The prime contractor for this award, Kansas City, Mo.-based Midwest Research Institute, will lead development of what the Army calls a first-of-its-kind integrated Individual Protection Ensemble (IPE) Mannequin System. The result, according to MRI, will be a “free-standing, self-balancing robot that simulates human physiology for realistic tests of protective equipment in a controlled environment.” Because the suit is testing chemical exposure, there’s no way of testing it with a human wearing it. That’s where the robot comes in.

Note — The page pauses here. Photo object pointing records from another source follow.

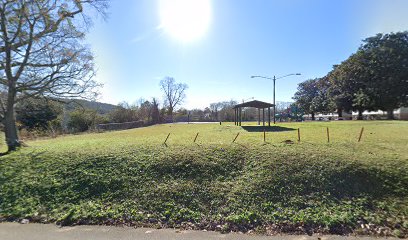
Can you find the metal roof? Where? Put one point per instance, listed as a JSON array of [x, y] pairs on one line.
[[255, 104]]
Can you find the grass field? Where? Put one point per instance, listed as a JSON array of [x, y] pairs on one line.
[[131, 177]]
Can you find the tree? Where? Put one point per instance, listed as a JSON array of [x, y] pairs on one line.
[[385, 60], [311, 96], [350, 85], [124, 112], [155, 111], [42, 53], [174, 93], [37, 113]]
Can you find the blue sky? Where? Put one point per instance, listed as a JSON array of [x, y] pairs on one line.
[[244, 37]]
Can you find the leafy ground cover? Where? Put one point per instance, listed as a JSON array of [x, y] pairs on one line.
[[130, 177]]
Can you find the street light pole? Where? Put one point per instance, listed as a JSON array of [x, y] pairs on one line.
[[274, 90]]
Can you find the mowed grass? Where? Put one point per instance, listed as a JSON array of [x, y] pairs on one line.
[[131, 177]]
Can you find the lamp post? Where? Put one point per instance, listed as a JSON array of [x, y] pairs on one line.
[[274, 80]]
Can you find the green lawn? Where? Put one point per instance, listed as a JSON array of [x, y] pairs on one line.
[[131, 177]]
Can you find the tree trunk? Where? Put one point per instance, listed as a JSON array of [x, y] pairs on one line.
[[390, 114], [10, 128], [171, 113], [360, 115], [340, 112]]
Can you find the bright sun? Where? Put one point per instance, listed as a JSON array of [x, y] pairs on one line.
[[186, 20]]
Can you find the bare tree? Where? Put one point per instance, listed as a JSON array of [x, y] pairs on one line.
[[42, 53], [173, 93]]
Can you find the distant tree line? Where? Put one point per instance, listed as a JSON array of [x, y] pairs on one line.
[[375, 77]]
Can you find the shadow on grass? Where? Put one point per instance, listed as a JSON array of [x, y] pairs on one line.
[[267, 129]]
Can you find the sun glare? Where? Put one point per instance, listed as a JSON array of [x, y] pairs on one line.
[[186, 20]]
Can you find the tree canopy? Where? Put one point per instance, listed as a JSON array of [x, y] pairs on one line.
[[42, 53]]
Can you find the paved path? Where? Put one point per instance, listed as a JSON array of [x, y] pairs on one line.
[[16, 231]]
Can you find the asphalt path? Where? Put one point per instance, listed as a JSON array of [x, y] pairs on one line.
[[17, 231]]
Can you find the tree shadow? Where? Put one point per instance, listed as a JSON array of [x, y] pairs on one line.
[[267, 128]]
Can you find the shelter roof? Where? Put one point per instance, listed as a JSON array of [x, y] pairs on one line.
[[255, 104]]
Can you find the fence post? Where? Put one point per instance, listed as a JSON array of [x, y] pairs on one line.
[[361, 134], [264, 135], [235, 138], [328, 135], [298, 134], [166, 139]]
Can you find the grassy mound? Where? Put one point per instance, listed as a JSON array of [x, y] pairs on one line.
[[273, 187]]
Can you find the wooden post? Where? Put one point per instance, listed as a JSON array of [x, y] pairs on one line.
[[240, 116], [236, 117], [298, 134], [264, 135], [235, 138], [328, 135], [259, 116], [166, 139], [361, 134], [263, 117]]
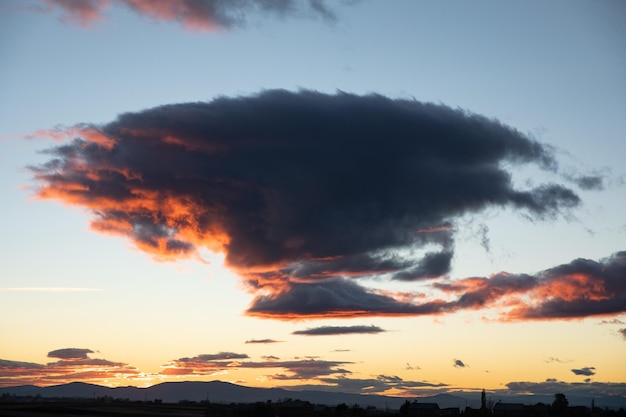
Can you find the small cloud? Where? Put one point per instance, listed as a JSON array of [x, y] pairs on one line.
[[222, 356], [586, 371], [262, 341], [589, 182], [458, 363], [613, 321], [557, 360], [70, 353], [335, 330]]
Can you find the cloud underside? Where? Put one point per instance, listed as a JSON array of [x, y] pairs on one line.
[[315, 374], [305, 193], [203, 15], [337, 330], [74, 365]]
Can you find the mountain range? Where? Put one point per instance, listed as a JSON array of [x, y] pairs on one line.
[[225, 392]]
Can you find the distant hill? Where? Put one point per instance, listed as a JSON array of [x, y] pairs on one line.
[[224, 392]]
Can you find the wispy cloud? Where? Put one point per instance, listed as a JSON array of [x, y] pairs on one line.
[[201, 15], [458, 363], [586, 371], [211, 364], [337, 330], [262, 341], [74, 364], [557, 360]]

The mannequin represents an engineering challenge because it combines chemical, hydraulic, and electrical engineering capabilities, says Bob Barton, MRI’s director of engineering, whose background is in chemical engineering. Part of his company’s responsibility, he says, is the exchange of data between the systems. These include temperature controls that monitor the “skin” of the robot, a system that simulates sweating, and the actuators and balancing systems of the mannequin itself.
“The data streams get passed to an archiving system that displays in real-time for the operators, with the chemical monitoring system is overlaid on that,” Barton says. “We still have to work out some of the details in the preliminary design, but keeping all that data in similar formats and tracking it is going to be a challenge.”

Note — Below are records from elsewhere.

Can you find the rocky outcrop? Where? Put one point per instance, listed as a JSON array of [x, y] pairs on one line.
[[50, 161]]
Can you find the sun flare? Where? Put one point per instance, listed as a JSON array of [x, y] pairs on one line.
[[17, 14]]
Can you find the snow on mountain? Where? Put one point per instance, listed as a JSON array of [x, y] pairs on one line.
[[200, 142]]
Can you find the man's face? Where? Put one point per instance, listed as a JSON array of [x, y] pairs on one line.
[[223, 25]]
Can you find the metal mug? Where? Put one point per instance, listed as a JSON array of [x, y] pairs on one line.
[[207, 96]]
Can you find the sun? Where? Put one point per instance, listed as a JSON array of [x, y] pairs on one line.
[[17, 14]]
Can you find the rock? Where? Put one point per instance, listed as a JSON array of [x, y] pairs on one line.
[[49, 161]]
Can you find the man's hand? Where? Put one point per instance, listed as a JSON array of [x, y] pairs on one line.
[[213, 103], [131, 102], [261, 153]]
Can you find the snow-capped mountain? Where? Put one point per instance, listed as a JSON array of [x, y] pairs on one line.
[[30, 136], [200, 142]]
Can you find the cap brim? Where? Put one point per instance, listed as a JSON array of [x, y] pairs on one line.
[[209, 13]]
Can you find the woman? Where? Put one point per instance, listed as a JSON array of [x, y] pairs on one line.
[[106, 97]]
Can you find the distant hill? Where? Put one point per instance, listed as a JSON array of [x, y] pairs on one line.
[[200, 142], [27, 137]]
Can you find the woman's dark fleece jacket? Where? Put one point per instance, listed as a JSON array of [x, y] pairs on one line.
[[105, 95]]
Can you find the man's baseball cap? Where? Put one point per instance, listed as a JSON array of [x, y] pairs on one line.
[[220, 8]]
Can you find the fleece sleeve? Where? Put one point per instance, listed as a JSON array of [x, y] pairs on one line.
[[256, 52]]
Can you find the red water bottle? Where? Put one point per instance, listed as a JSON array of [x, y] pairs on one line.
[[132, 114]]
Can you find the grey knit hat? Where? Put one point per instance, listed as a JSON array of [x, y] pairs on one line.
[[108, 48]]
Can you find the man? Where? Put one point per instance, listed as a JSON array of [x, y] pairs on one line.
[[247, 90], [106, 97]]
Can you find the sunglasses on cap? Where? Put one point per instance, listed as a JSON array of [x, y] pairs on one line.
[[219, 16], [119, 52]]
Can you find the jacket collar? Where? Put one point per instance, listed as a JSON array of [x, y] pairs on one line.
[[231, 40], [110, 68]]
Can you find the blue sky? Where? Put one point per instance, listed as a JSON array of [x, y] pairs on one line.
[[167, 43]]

The mannequins are being designed to test protective clothing for soldiers. “You need a mannequin that can perform realistic motions to make sure the pieces on the ensemble work together correctly,” says Barton. The protective suit includes components such as mask, hood, boots, and upper and lower layers. “We need to test the seals between the items to see whether there’s gapping that creates leaks or whether the materials tear easily during these motions.”
To measure this, the mannequin will be outfitted with a set of sensors to track chemical exposure. “They have to be small and robust, because you need to be able to decontaminate them,” Barton notes.

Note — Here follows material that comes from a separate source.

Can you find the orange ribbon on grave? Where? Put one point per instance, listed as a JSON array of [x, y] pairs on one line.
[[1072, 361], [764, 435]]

According to MRI, it will serve as the systems integrator for work done by Boston Dynamics, which is responsible for the design and fabrication of the robotic mannequin, and Measurement Technology Northwest, which is responsible for the mannequin physiology. Two other companies — Smith Carter CUH2A and HHI Corporation – are working on the exposure chamber. The estimated completion date is April of 2011.
The project also represents a design challenge because of the number of subcontractors. “A lot of the design tools that we have are interchangeable,” says Barton. “All of the CAD programs produce drawing formats that we can send from one subcontractor to the next.” The designs will be stored in a Microsoft SharePoint collaboration portal during the project.
Barton believes that there are applications for this kind of technology beyond warfare. “We could apply this to situations where people have to work in dangerous environment and use protective equipment. Having something that’s tested against the actual conditions rather than surrogates would be a benefit to safety.”